A stone from a window with an initial horizontal velocity of 10m/s. If the window is 20m high, and the ground is level, how many seconds will the stone reach the ground? How far on the ground will it reach?

a. h = 0.5g*t^2.

h = 20 m., g = 9.8 m/s^2.
t = ?.

b. d = 10m/s * t.
t = Value calculated in part "a".

To find the time it takes for the stone to reach the ground and the distance it will travel on the ground, we need to use the laws of motion and kinematics.

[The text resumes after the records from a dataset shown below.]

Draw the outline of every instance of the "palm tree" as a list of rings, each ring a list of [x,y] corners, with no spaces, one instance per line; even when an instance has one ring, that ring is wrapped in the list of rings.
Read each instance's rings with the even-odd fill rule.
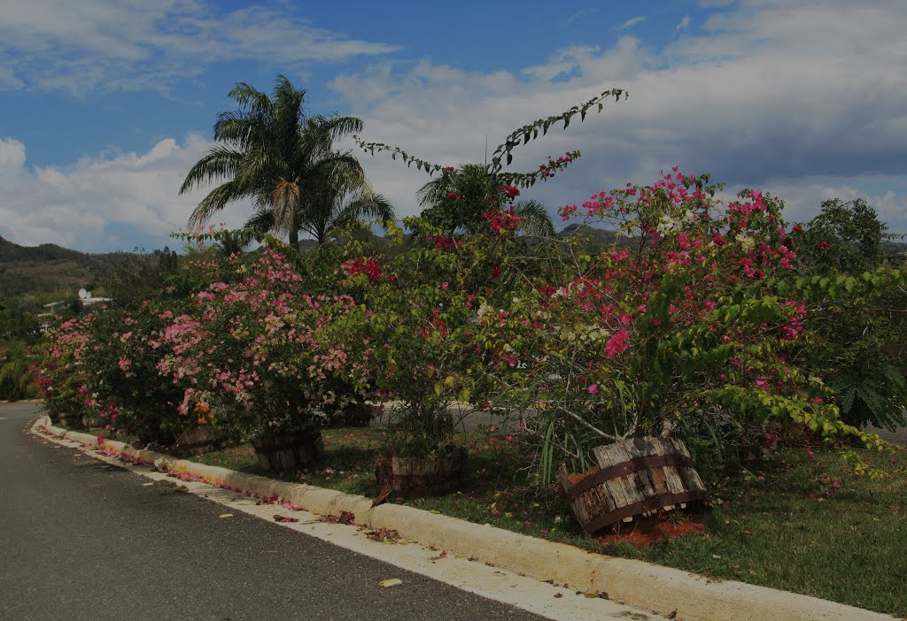
[[[317,177],[299,193],[295,220],[299,230],[321,245],[338,229],[355,221],[372,218],[385,226],[394,222],[394,206],[384,196],[357,176],[346,171],[338,175]],[[246,222],[246,229],[265,233],[273,229],[276,210],[265,205]]]
[[[189,218],[190,226],[206,223],[229,203],[251,199],[258,211],[270,211],[271,228],[287,233],[297,247],[299,230],[309,225],[305,219],[311,213],[299,206],[314,186],[338,178],[365,184],[358,160],[348,150],[334,148],[335,140],[362,131],[362,120],[307,117],[305,96],[283,75],[278,76],[271,97],[244,82],[230,91],[239,110],[218,115],[217,144],[191,167],[180,188],[183,194],[223,180],[199,203]]]
[[[446,169],[416,192],[429,223],[454,232],[474,232],[483,225],[482,215],[502,205],[500,175],[482,164],[463,164]],[[522,218],[522,229],[530,234],[552,235],[554,225],[545,206],[535,200],[518,201],[513,212]]]
[[[23,340],[0,342],[0,398],[15,401],[34,396],[33,367],[38,349]]]

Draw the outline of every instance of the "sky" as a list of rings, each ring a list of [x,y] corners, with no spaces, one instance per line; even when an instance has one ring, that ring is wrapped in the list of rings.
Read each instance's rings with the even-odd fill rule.
[[[179,247],[213,186],[180,196],[239,81],[278,73],[310,114],[442,166],[619,88],[627,100],[514,151],[524,192],[564,205],[674,166],[781,197],[789,222],[866,199],[907,234],[907,2],[0,3],[0,236],[85,252]],[[354,143],[375,189],[415,215],[428,180]],[[215,218],[238,226],[235,204]]]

1. Find the time it takes for the stone to reach the ground:
The vertical motion of the stone is influenced by gravity. We can use the equation of motion: h = ut + (1/2)gt^2, where h is the height, u is the initial vertical velocity, g is the acceleration due to gravity, and t is the time.

Given:
- Initial vertical velocity (u) = 0 (since the stone is not thrown upwards)
- Height (h) = 20m
- Acceleration due to gravity (g) = 9.8 m/s^2 (assuming no air resistance)

Using the equation, we can rearrange it to find the time:
h = (1/2)gt^2
20 = (1/2)(9.8)t^2
40 = 9.8t^2
t^2 = 40/9.8
t^2 ≈ 4.08
t ≈ √4.08
t ≈ 2.02 seconds

Therefore, it will take approximately 2.02 seconds for the stone to reach the ground.

2. Find the distance the stone will travel on the ground:
The horizontal motion of the stone is not affected by gravity, so the initial horizontal velocity remains constant.

Given:
- Initial horizontal velocity (u) = 10m/s
- Time (t) = 2.02 seconds (from the previous calculation)

To find the distance (d) traveled horizontally, we use the formula: d = ut
d = 10 * 2.02
d ≈ 20.2 meters

Therefore, the stone will travel approximately 20.2 meters on the ground.